— А ты знаешь, — вздохнул он освобожденно, — знаешь, Света, я тебя люблю!
— Я знаю, — тихо ответила девушка. — Знаю давно. Ну и что?
— Мне надо, чтобы ты ответила, как ты к этому относишься?
— Я отношусь? — она подула в варежку и опять с любопытством взглянула Калачеву в глаза. — Какое это имеет значение?
— Как какое? Я тогда брошу свою семью и увезу тебя к золотым окнам.
Он умел глядеть на себя со стороны и, поглядев чужими глазами, удивился естественности диалога. Он не лгал. И она не лгала. Может быть, это — те самые «цикадные» частички счастья? Света сморщила лоб, но это ее не испортило:
— И тогда все пропало. Лучше всего не трогать любви. Раз любите, так и любите. И лучше всего не запутываться: взаимно вы любите или нет. Владимир Петрович, зачем я вас учу?
— Ну да, ну да, — лепетал Калачев, — конечно, семейная жизнь — нечто другое. Это окисление любви, ее коррозия.
— Красиво сказано, Владимир Петрович, — съязвила Света, — вы в юности стихов не писали?
— Стихи я писал, и недурные, — опять не лгал Калачев, — давай, я погрею твои руки, сними варежки.
Света сняла и протянула ладони. Калачев взял ее руки и прижал к груди.
— Смешно и глупо, — заключила его ученица и засунула свои ладони под воротничок его рубашки. Так и сидели, прижавшись, долго. Долго, пока он не заметил, что Света исподтишка поглядывает на свои часы.
Дома у Калачевых — дискомфорт.
— Тебе не надо больше молодеть, — с порога срезала его пахнущая луковой кожурой жена.
«Как она вульгарна!» — скривился в душе Калачев.
— Дай сюда часы, я их припрячу годов этак на пять, — очень холодный тон.

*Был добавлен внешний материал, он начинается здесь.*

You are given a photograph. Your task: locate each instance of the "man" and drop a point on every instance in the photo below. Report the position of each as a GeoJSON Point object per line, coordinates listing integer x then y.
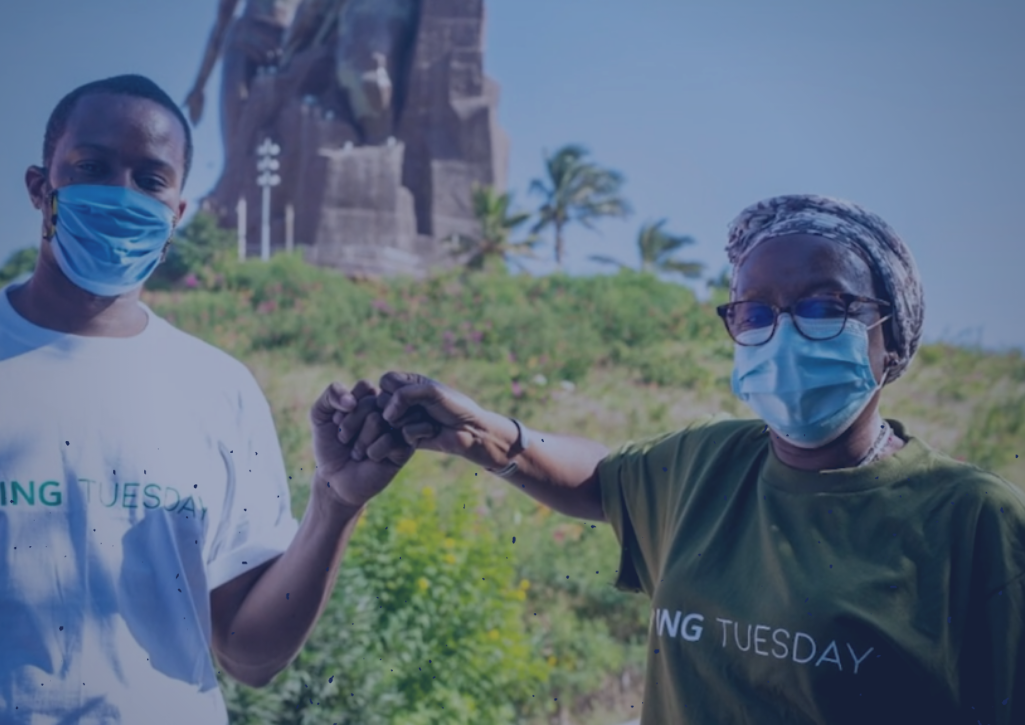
{"type": "Point", "coordinates": [145, 513]}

— Возьми, — с деланным равнодушием — добродушием он отстегнул часики, — возьми. Пусть это тебя успокоит.
«У женщин, как у кошек, очень развито чутье. Что же она заметила в моих глазах? А что заметила? Влюбленность, конечно».

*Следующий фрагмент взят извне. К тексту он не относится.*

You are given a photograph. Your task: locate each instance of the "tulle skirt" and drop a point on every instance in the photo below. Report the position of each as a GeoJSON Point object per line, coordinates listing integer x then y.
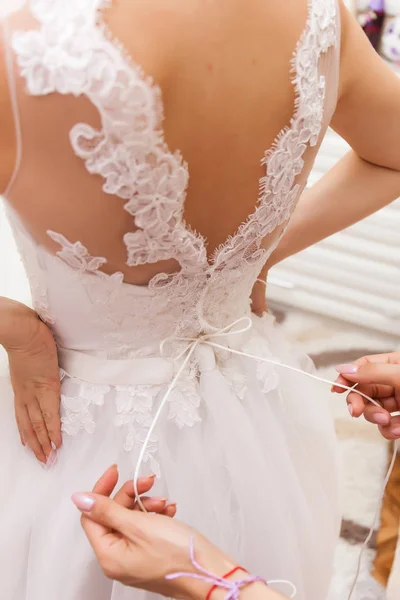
{"type": "Point", "coordinates": [254, 470]}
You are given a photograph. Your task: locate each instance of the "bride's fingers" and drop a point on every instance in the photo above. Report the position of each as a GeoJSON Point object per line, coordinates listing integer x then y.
{"type": "Point", "coordinates": [29, 434]}
{"type": "Point", "coordinates": [152, 504]}
{"type": "Point", "coordinates": [356, 404]}
{"type": "Point", "coordinates": [340, 381]}
{"type": "Point", "coordinates": [39, 426]}
{"type": "Point", "coordinates": [381, 416]}
{"type": "Point", "coordinates": [126, 494]}
{"type": "Point", "coordinates": [107, 482]}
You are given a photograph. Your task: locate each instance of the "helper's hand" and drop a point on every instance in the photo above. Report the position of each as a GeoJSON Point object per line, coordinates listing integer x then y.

Калачев заскочил в комнату.
— Мой руки, сейчас пельмени будут готовы, — слова металлические, никелированные.
Он глотал невкусные, скользкие комочки, изредка поглядывая на Татьяну. Отмечал про себя, что волосы ее пахнут луковой кожурой. А тоже молодится, старается, чтобы волосы шелковистыми были. Очень тяжелый у нее подбородок. Складки на коже. Сейчас, наверное, холодные ладони.
— Таня, дай мне твою руку.
Она подала. Он поцеловал ладонь. Действительно: холодные. Татьяна ничего не поняла и все же подобрала, прижала его голову к груди. Лук, лук, лук…

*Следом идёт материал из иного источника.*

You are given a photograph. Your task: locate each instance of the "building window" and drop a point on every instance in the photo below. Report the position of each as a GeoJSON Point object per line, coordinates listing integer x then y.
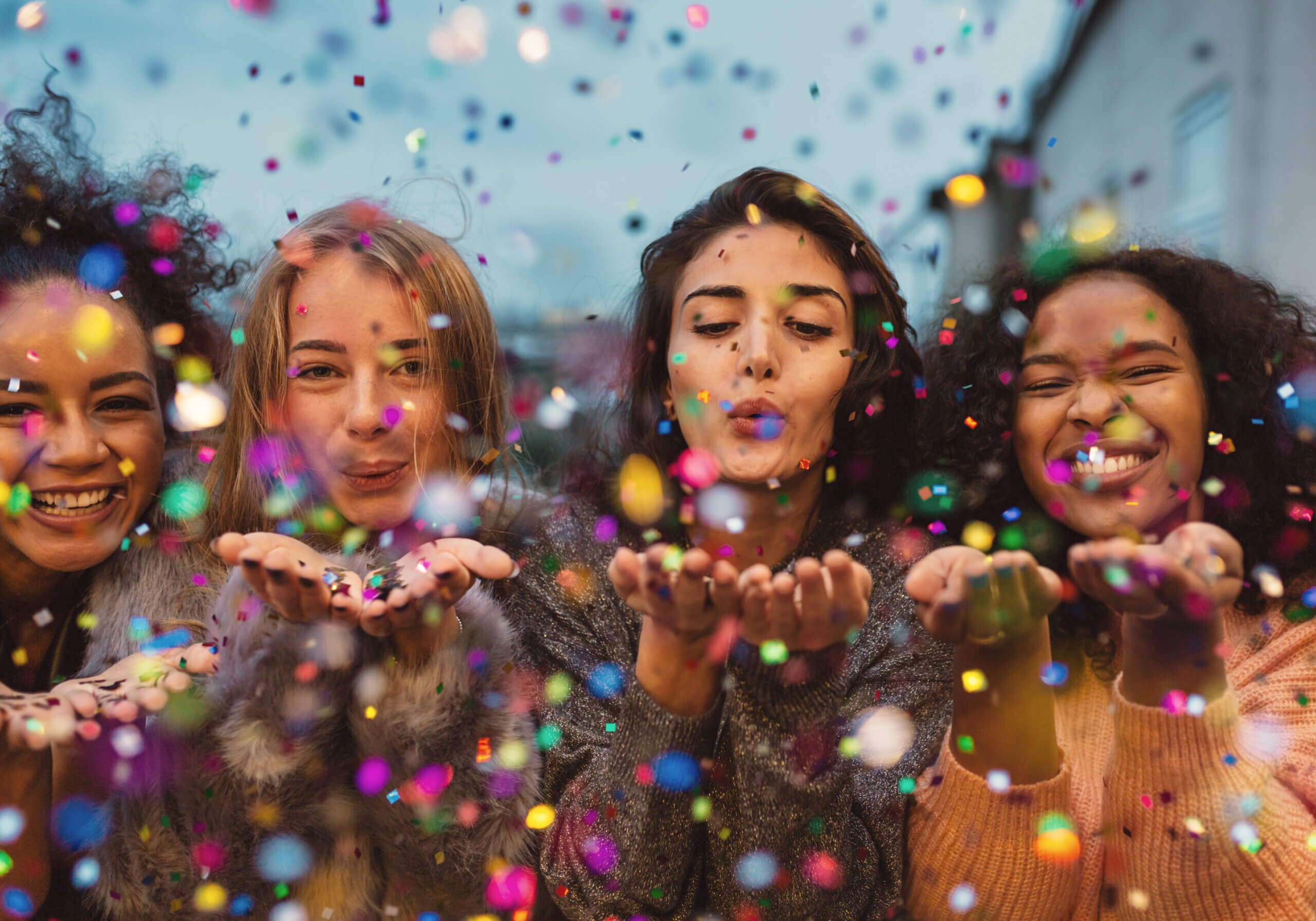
{"type": "Point", "coordinates": [1202, 172]}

— Я подумала, что если мы так и дальше, если ты и дальше будешь носить свои чертовы часы, то мы окончательно разбредемся. В разные стороны.
— Глупенькая! — выдавил он и нарочно зевнул. — Спать хочется.
Он по — армейски быстро разделся и лег. Татьяна осталась смотреть телевизор. Там взахлеб говорили о социальном взрыве. Как всегда, одно и то же. Всегда. А он сегодня встретился с большим и забытым чувством. И почему наш брат всегда стремится слопать черешенку? Вот висит она, золотистая, как Светочкины волосы, переливается на солнце. Не надо эту ягоду в рот совать. Любуйтесь ею, любите ее, но не тащите в рот. Глупенькая, молоденькая девочка, а права.
Что‑то с самого начала омоложения он стал слишком сентиментальным. У него появились слезы. Он плакал от счастья, освобожденно и радостно. Плакал, и не заметил, как к нему под одеяло нырнула Татьяна.
— Ты что нюни развесил? — саркастический тон. Как удар кувалдой.
— Просто плачу, чтобы легче жилось.
— Совсем с ума спятил. Я их раскокаю, завтра же поутру.
— Стерва! — тихо и зло выдавил он и повторил по слогам: —Стер — ва!
— А ты — тварь, животное! — так же тихонько отреагировала жена и повернулась к нему холодной спиной.